Tidak ada Negara miskin..
Yang ada adalah Negara salah kelola..
-Anonymous-
Dalam setiap kesempatan, saya selalu
menyampaikan bahwasanya zaman memiliki masa kadaluarsa. Tak luput di dalam
benak kita bahwa zaman selalu memiliki kejutan dan adagium- adagium semu bagi
tiap- tiap pelaku sejarah. Ya, seperti yang kita ketahui bersama bahwa setiap
zaman pasti memiliki pahlawannya, begitu pula dengan pembencinya! Pahlawan
itulah yang nantinya akan menegakkan peradaban, sementara pembencinya akan
menjadi seteru paling abadi. Ingat! Tak ada dalam kisah manapun, baik kolosal maupun
klasik bahwa pahlawan tak memiliki musuh.

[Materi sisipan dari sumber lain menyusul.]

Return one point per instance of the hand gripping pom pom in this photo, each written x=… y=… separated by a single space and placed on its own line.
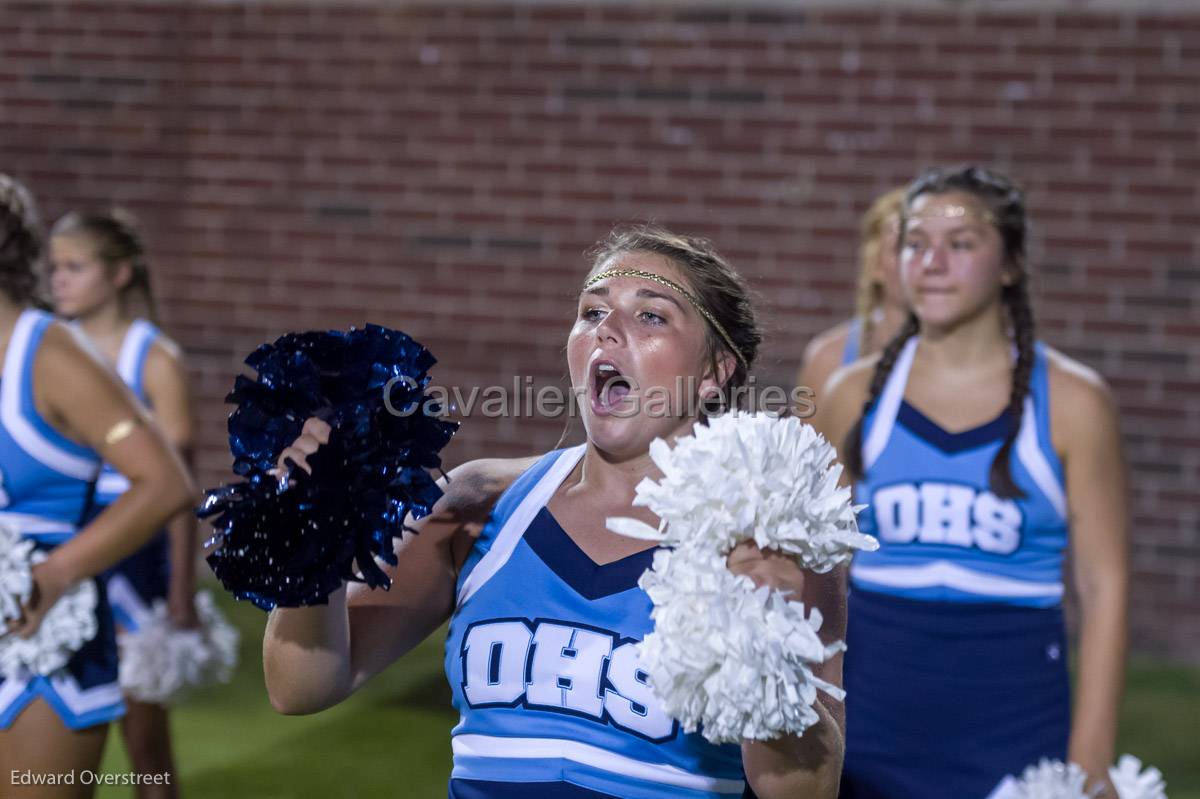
x=65 y=629
x=730 y=659
x=293 y=546
x=1134 y=784
x=161 y=664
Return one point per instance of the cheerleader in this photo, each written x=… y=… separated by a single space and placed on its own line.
x=982 y=455
x=61 y=412
x=100 y=278
x=880 y=305
x=543 y=600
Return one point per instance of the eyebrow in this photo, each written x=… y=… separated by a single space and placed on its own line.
x=603 y=290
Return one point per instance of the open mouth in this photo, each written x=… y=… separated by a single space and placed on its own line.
x=609 y=386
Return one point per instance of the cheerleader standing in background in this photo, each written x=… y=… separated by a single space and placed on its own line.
x=61 y=410
x=100 y=278
x=517 y=558
x=880 y=305
x=977 y=449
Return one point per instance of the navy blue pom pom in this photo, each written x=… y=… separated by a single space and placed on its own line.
x=293 y=546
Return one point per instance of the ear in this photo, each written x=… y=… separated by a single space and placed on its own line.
x=123 y=275
x=711 y=384
x=1013 y=274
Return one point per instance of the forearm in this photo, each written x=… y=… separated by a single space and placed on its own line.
x=120 y=529
x=1102 y=660
x=181 y=535
x=306 y=656
x=808 y=766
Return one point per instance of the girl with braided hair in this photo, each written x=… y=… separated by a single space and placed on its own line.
x=977 y=449
x=100 y=278
x=879 y=305
x=522 y=545
x=63 y=412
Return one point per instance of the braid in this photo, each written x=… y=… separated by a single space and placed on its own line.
x=852 y=448
x=1017 y=298
x=19 y=241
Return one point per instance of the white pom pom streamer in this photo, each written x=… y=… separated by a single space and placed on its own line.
x=729 y=658
x=69 y=625
x=750 y=476
x=726 y=658
x=1134 y=784
x=161 y=664
x=16 y=578
x=1056 y=780
x=1053 y=780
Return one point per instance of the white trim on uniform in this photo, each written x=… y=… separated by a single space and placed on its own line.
x=82 y=701
x=943 y=574
x=1036 y=462
x=127 y=360
x=23 y=432
x=471 y=745
x=10 y=690
x=31 y=524
x=112 y=482
x=515 y=527
x=889 y=406
x=123 y=596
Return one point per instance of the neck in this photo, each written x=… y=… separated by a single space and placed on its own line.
x=970 y=342
x=9 y=311
x=887 y=319
x=616 y=478
x=105 y=322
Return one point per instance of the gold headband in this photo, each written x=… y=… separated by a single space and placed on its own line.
x=671 y=284
x=957 y=212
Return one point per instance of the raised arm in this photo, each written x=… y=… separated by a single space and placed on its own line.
x=316 y=656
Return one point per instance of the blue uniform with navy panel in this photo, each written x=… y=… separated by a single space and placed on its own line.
x=135 y=583
x=955 y=665
x=45 y=481
x=540 y=656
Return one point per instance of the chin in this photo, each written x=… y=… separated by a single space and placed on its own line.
x=617 y=437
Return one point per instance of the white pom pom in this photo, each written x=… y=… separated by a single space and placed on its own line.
x=1053 y=780
x=16 y=578
x=726 y=656
x=65 y=629
x=751 y=478
x=1134 y=784
x=161 y=664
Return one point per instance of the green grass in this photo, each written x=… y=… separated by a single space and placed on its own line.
x=393 y=738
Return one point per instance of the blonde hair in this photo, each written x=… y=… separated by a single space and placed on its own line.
x=885 y=210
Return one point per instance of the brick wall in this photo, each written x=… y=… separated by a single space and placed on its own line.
x=441 y=168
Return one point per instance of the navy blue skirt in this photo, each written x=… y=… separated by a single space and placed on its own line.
x=947 y=698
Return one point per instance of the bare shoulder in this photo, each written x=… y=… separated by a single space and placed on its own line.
x=841 y=403
x=474 y=486
x=829 y=344
x=165 y=349
x=1080 y=400
x=1075 y=384
x=851 y=382
x=64 y=349
x=165 y=361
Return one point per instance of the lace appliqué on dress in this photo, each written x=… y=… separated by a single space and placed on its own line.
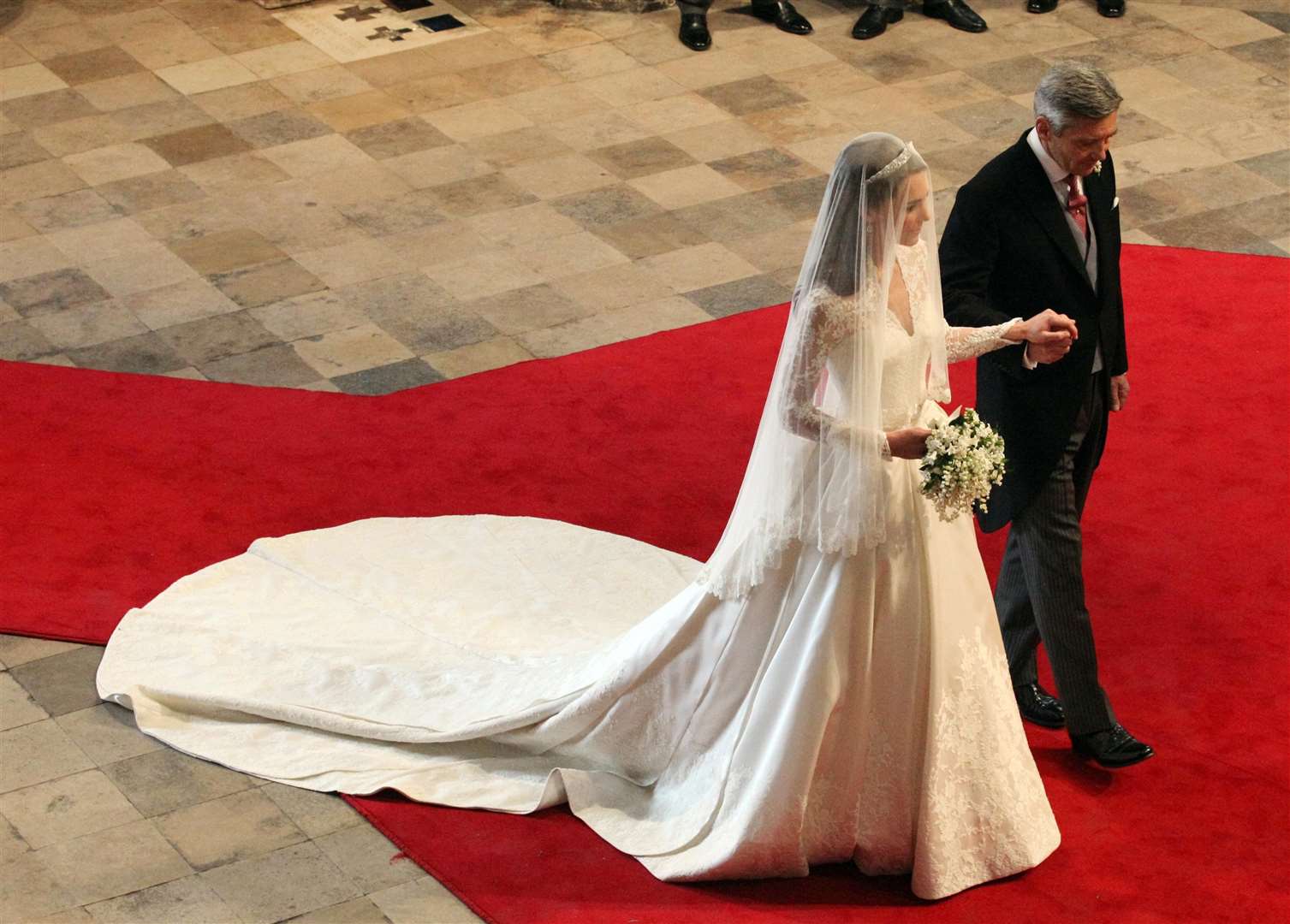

Pun demikian berlaku pula pada zaman,
ia pembawa peradaban, ia adalah media pembaharuan. Tinggal bagaimana para
pelaku sejarah belajar pada pengalaman pendahulu mereka untuk menciptakan
peradaban baru bagi zaman mereka.
Bagi tiap- tiap para pelaku sejarah,
identik dengan gelagat dan geliat kaum muda. Jika kau muda, kau harus seperti
ulat nangka. Tak bisa diam pada keadaan stagnan, tak pernah bosan dengan
kedinamisan. Kaum muda kita hari ini dihadapkan pada sebuah tantangan zaman.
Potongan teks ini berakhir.